If there is one practice that has become part of public transport landscape in Cameroon, it is that of "overloading". Overloading is the practice of putting one more person in the passenger seat next to the driver. So instead of one person you will find two. The practice even extends to "bendskins (motorcycle taxis)" where there are three or even four people on a motorcycle. Inside there are 11 adults and a baby. Not counting the luggage in the back and on the roof.
"It's quite normal for us on these routes. I carry three people in front and share my seat with one of them. That's called "little driver." Because the car is wide in the back, I seat four adults. And they carry the other customers. That's how we manage. We and the passengers have no choice: the roads to their homes are bad and there are few cars to serve them," the driver explains quietly. "It has become a habit. It is almost impossible to move around, sitting alone in the front seat. Even if you offer a large sum of money, the taxi drivers "cover" you. If you insist, the driver will ask you to get out of his car and go to buy your own," says Patrick Nlend, a student and regular taxi driver.
It is quite the same for motorcycle taxis where the driver can barely move and has to do inappropriate gymnastics between his customers' legs to shift gears.
Overloading, the cause of many traffic accidents on our roads, is the best shared activity of motorists. In urban or interurban transport. A tour through the arteries of our cities and the countryside, and everyone can see that the practice is well entrenched. Illegal taxis , known as clandestine carriers, operate in specific areas of each city, such as neighbourhoods; they are prohibited from driving on high-traffic roads, even though some deviations are often observed. But more than mere clandestine carriers, they are in fact resourceful people who try to combat unemployment by providing public transport.

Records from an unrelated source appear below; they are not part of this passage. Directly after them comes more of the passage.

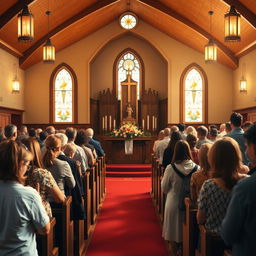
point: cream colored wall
(8, 66)
(80, 54)
(155, 65)
(247, 68)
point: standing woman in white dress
(171, 185)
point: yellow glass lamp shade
(25, 25)
(48, 52)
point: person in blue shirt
(239, 225)
(237, 133)
(96, 144)
(21, 210)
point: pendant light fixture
(48, 48)
(232, 25)
(25, 25)
(210, 49)
(15, 81)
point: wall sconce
(243, 85)
(15, 81)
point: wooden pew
(79, 237)
(207, 242)
(87, 204)
(64, 235)
(45, 245)
(93, 194)
(190, 229)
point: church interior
(102, 64)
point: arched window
(63, 95)
(193, 95)
(128, 60)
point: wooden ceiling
(185, 20)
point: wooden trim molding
(51, 89)
(205, 92)
(242, 9)
(142, 70)
(163, 8)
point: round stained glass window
(128, 20)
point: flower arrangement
(127, 130)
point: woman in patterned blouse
(225, 160)
(40, 178)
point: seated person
(22, 213)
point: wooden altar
(115, 150)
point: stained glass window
(193, 96)
(63, 96)
(135, 73)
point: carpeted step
(128, 170)
(128, 174)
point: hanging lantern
(25, 25)
(243, 85)
(48, 52)
(15, 85)
(210, 52)
(232, 25)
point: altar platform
(115, 150)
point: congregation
(215, 168)
(38, 171)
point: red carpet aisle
(127, 224)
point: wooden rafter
(242, 9)
(87, 11)
(13, 11)
(163, 8)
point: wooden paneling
(94, 115)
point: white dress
(171, 185)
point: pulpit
(115, 150)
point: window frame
(52, 93)
(115, 71)
(204, 92)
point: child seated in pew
(69, 151)
(40, 178)
(225, 161)
(203, 174)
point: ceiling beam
(87, 11)
(163, 8)
(10, 49)
(243, 10)
(13, 11)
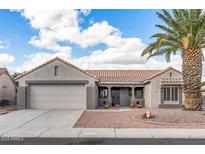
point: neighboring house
(58, 84)
(7, 87)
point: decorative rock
(148, 114)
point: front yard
(162, 118)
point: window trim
(56, 68)
(105, 93)
(172, 90)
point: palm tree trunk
(192, 72)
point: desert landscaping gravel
(133, 118)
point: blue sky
(90, 39)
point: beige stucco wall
(147, 95)
(156, 87)
(10, 92)
(65, 73)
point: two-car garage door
(57, 97)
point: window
(103, 92)
(56, 70)
(171, 94)
(138, 93)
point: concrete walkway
(59, 123)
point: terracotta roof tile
(124, 75)
(171, 80)
(3, 70)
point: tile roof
(3, 70)
(51, 60)
(124, 75)
(171, 81)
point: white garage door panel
(57, 97)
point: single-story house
(7, 87)
(58, 84)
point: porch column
(162, 94)
(133, 92)
(109, 94)
(180, 94)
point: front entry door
(115, 97)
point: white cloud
(86, 12)
(6, 59)
(57, 26)
(4, 44)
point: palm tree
(183, 32)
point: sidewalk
(111, 133)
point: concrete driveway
(36, 123)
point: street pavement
(56, 127)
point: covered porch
(118, 95)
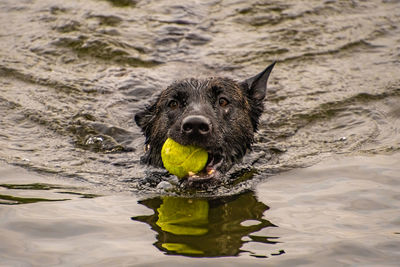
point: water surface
(74, 73)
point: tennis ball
(183, 160)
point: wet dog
(217, 114)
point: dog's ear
(256, 86)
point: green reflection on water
(201, 227)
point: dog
(218, 114)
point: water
(73, 74)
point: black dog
(218, 114)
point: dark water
(73, 74)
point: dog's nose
(196, 125)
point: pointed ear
(257, 85)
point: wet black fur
(232, 125)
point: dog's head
(218, 114)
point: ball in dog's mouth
(210, 171)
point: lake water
(321, 185)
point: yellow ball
(182, 160)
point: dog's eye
(173, 104)
(223, 102)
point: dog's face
(218, 114)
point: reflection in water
(10, 199)
(201, 227)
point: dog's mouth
(210, 171)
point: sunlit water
(73, 74)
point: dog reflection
(206, 227)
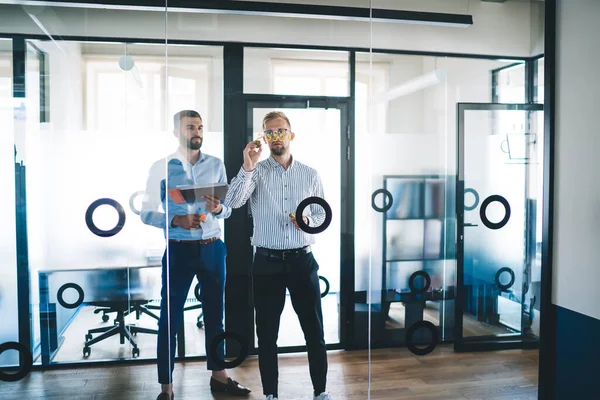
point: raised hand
(252, 153)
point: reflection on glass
(8, 250)
(499, 264)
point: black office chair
(119, 328)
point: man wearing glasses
(283, 258)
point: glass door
(321, 142)
(498, 208)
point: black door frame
(345, 105)
(483, 343)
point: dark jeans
(186, 260)
(271, 278)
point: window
(136, 97)
(509, 84)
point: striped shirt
(274, 193)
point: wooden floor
(395, 374)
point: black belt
(283, 254)
(202, 241)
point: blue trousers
(186, 260)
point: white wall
(499, 28)
(576, 266)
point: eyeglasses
(274, 136)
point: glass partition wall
(408, 142)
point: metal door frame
(482, 343)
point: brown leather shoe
(232, 387)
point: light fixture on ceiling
(413, 85)
(261, 8)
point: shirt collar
(275, 164)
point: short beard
(278, 151)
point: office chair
(119, 328)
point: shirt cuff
(246, 174)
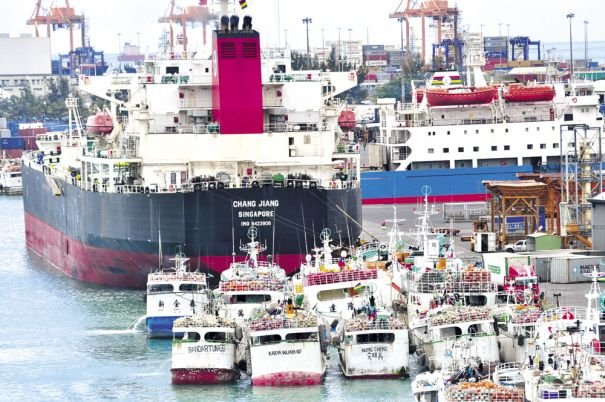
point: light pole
(323, 47)
(586, 43)
(570, 16)
(507, 39)
(349, 46)
(339, 66)
(307, 21)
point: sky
(113, 22)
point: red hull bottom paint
(432, 199)
(295, 378)
(202, 376)
(110, 267)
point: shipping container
(32, 132)
(29, 143)
(11, 153)
(11, 143)
(499, 263)
(571, 269)
(14, 128)
(541, 262)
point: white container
(571, 269)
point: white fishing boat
(336, 288)
(568, 359)
(249, 288)
(445, 328)
(205, 352)
(377, 348)
(10, 178)
(516, 331)
(286, 351)
(173, 293)
(461, 368)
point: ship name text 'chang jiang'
(452, 136)
(200, 147)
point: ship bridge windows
(450, 332)
(464, 163)
(475, 300)
(191, 337)
(380, 337)
(191, 287)
(218, 336)
(266, 339)
(302, 336)
(248, 298)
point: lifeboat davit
(347, 120)
(460, 96)
(419, 95)
(100, 123)
(522, 93)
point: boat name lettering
(207, 348)
(254, 204)
(375, 352)
(255, 214)
(285, 352)
(256, 223)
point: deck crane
(197, 13)
(438, 10)
(57, 17)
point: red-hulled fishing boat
(523, 93)
(460, 96)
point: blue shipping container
(13, 127)
(11, 143)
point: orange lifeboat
(460, 96)
(100, 123)
(347, 120)
(523, 93)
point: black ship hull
(113, 239)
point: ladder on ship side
(55, 187)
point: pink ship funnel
(237, 96)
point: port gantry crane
(198, 13)
(438, 10)
(57, 17)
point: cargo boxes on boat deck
(11, 143)
(572, 268)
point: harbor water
(61, 339)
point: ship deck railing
(324, 278)
(213, 185)
(176, 276)
(389, 324)
(251, 285)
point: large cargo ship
(203, 146)
(455, 144)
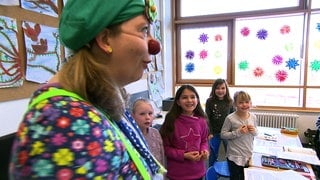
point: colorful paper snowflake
(292, 63)
(218, 37)
(190, 54)
(189, 67)
(258, 72)
(203, 54)
(318, 27)
(285, 29)
(243, 65)
(203, 38)
(245, 31)
(277, 59)
(262, 34)
(315, 65)
(281, 75)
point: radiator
(276, 120)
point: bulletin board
(30, 52)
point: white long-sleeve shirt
(240, 146)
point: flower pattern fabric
(66, 138)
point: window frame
(178, 22)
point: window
(268, 48)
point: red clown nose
(154, 47)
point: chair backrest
(5, 154)
(222, 168)
(211, 174)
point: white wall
(11, 113)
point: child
(218, 106)
(185, 136)
(143, 113)
(239, 129)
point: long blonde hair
(85, 74)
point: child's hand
(192, 155)
(204, 155)
(244, 129)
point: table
(270, 141)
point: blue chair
(217, 168)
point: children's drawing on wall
(9, 2)
(156, 87)
(48, 7)
(11, 74)
(43, 51)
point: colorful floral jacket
(66, 138)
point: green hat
(82, 20)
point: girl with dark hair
(185, 136)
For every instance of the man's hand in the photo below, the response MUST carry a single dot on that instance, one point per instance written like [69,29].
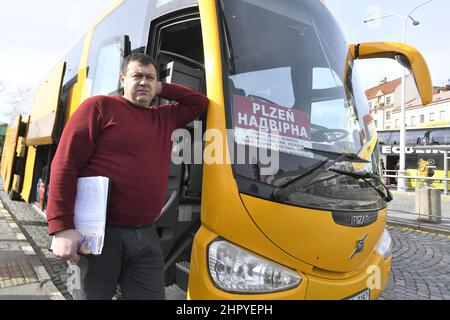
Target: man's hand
[66,243]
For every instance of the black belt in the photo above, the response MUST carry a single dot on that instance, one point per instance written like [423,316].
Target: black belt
[130,226]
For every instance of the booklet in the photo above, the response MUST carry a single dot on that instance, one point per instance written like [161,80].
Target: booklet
[91,205]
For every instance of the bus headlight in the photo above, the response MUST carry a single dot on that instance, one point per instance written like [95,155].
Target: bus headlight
[384,246]
[234,269]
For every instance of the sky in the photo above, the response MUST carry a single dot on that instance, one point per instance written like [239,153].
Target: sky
[36,34]
[431,37]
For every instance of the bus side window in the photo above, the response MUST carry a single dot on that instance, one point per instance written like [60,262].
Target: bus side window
[178,46]
[109,60]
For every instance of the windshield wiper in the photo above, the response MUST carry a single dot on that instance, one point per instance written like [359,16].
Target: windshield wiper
[367,176]
[298,183]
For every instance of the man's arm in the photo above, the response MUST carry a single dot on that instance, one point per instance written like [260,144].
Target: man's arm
[75,148]
[190,103]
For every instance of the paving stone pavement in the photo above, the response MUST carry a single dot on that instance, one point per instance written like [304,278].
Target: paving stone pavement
[420,265]
[22,275]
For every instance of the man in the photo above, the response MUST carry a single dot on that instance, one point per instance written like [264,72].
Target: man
[128,141]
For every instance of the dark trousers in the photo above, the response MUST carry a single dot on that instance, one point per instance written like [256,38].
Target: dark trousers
[130,257]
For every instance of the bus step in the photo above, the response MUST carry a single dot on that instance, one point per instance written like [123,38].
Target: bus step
[182,274]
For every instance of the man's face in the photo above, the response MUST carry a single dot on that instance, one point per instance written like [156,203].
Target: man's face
[139,83]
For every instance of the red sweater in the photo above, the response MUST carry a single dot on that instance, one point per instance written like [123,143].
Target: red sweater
[109,136]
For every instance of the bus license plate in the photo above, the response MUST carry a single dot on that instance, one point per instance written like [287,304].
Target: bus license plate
[364,295]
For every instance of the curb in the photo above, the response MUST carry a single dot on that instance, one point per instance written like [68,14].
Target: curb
[417,228]
[45,281]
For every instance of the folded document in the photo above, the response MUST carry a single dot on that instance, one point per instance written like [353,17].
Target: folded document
[91,205]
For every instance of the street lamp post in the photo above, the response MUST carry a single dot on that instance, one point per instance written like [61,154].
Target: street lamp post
[401,184]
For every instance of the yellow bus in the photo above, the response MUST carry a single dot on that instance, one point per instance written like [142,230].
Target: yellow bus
[302,214]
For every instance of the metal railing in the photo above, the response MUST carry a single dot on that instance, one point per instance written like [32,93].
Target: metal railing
[421,206]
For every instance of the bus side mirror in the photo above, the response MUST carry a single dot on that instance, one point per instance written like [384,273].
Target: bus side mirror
[406,55]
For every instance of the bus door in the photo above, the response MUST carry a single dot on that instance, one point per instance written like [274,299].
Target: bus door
[176,42]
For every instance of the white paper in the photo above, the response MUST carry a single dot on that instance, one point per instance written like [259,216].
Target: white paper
[90,212]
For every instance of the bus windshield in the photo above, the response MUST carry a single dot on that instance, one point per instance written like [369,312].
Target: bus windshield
[291,88]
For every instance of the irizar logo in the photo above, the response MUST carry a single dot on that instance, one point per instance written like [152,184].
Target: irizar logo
[359,246]
[359,220]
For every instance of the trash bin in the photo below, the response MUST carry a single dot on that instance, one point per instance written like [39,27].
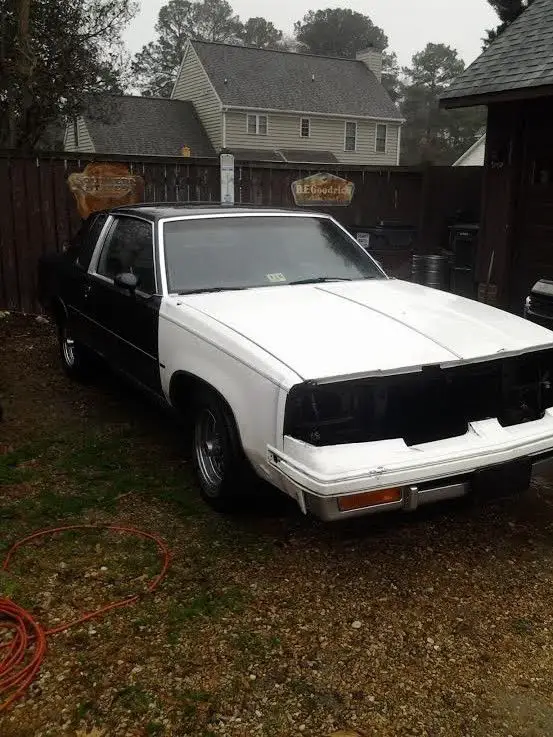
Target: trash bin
[391,244]
[463,244]
[431,271]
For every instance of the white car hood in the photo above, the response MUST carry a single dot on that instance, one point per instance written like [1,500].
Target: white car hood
[367,327]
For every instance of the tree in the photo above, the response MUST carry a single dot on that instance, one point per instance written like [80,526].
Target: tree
[390,75]
[261,33]
[508,11]
[156,65]
[338,32]
[52,54]
[430,133]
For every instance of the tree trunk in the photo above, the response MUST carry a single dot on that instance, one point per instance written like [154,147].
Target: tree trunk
[22,70]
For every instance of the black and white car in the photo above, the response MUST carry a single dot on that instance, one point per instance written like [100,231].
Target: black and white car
[300,360]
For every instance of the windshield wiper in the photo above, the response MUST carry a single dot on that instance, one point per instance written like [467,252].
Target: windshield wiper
[210,290]
[320,280]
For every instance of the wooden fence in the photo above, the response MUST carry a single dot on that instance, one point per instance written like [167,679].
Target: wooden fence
[38,213]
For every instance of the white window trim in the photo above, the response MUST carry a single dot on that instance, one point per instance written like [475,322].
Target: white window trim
[257,116]
[304,117]
[346,123]
[376,139]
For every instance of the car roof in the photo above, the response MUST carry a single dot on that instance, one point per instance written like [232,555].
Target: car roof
[164,210]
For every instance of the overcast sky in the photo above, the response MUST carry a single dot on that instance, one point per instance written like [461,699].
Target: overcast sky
[409,24]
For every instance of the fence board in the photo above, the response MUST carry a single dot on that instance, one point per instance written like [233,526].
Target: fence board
[23,252]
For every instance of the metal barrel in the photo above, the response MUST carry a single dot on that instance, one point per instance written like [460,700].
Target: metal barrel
[431,271]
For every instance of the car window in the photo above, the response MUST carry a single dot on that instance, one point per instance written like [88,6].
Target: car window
[268,251]
[88,239]
[129,248]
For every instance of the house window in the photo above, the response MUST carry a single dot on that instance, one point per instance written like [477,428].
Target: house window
[257,125]
[350,136]
[381,138]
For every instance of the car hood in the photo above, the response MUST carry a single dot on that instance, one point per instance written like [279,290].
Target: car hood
[367,327]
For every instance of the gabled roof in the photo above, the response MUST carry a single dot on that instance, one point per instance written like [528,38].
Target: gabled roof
[145,126]
[520,59]
[247,77]
[478,149]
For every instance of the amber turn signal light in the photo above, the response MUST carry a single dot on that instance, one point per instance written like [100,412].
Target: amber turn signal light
[369,499]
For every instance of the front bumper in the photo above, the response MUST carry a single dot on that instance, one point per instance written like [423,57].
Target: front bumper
[318,478]
[413,497]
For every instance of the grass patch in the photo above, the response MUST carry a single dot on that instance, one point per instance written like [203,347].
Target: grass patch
[153,729]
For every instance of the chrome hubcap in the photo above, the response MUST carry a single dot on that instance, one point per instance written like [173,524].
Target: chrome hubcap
[68,348]
[208,446]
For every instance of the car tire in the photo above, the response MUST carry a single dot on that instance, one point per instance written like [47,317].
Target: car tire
[75,358]
[222,470]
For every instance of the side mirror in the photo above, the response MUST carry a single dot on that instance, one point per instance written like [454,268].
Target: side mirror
[126,281]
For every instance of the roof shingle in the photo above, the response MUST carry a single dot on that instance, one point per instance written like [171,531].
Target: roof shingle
[521,58]
[282,80]
[145,126]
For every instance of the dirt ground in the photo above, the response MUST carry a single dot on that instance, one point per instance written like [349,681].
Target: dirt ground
[268,624]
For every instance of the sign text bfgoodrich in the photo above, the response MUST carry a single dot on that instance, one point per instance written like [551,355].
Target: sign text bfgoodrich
[321,190]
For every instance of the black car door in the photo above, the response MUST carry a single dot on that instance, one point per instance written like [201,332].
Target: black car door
[76,281]
[128,320]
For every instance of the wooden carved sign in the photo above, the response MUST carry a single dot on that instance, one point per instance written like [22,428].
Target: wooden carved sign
[101,186]
[323,190]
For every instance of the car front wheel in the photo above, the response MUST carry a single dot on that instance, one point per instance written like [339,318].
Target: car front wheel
[221,468]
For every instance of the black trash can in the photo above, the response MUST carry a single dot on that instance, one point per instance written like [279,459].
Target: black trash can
[431,271]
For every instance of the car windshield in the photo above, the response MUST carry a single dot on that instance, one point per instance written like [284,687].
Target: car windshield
[216,254]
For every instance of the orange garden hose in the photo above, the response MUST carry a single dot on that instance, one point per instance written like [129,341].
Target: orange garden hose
[22,655]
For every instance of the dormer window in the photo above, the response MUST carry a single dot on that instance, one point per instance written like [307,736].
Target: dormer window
[257,125]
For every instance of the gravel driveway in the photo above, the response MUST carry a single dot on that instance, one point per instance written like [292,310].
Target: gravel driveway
[439,623]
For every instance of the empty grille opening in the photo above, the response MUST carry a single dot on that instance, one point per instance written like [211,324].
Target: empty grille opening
[434,404]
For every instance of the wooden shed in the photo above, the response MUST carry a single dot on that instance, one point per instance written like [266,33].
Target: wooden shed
[514,78]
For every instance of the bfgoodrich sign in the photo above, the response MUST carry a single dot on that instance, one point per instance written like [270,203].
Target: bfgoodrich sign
[321,190]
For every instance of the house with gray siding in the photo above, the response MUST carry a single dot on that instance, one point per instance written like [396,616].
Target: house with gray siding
[263,105]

There are also the Bendskins, who are drivers of motorcycles known as motorcycle taxis. They have mastered the art of not complying with the law, and cause many accidents. Particularly in the city of Douala, a pavilion has even been named at the Laquintinie Hospital in Douala "Bendskin Pavilion". For years they have been in a cat and mouse game with authorities to comply with the rules, i.e. to obtain an appropriate driving licence and vehicle documents , so that they can work in the areas set out for them.
Cameroon has nearly 230,000 km of main roads, 4,300 km of which are paved and well developed, although traffic is often disrupted by large trucks and untimely tolls. Funding for road maintenance is provided by the Road Fund, which was established in August 1998 under the supervision of the Ministry of Finance.
5.6 billion from the European Union was allocated to major roads projects in Africa under the 10th European Fund (2008-2013). The development of trade within the continent, regional integration, the opening up of territories condemned to autarky and access to new markets, particularly for exports, are all objectives shared by Cameroon and the rest of Africa. Debt cancellation should make it possible to concentrate massive budget allocations on the road network. The 2006-2015 sector programme defines a priority network of 23 000 km and provides for the asphalting of 200 km of roads per year. With France, the C2Ds (Contrats de Désendettement et de Développement) will be partly devoted to financing the work. Transport in Cameroon has an important role to play in the country's development, which requires adequate infrastructure to cope with population growth, the movement of people between cities and villages and new economic requirements.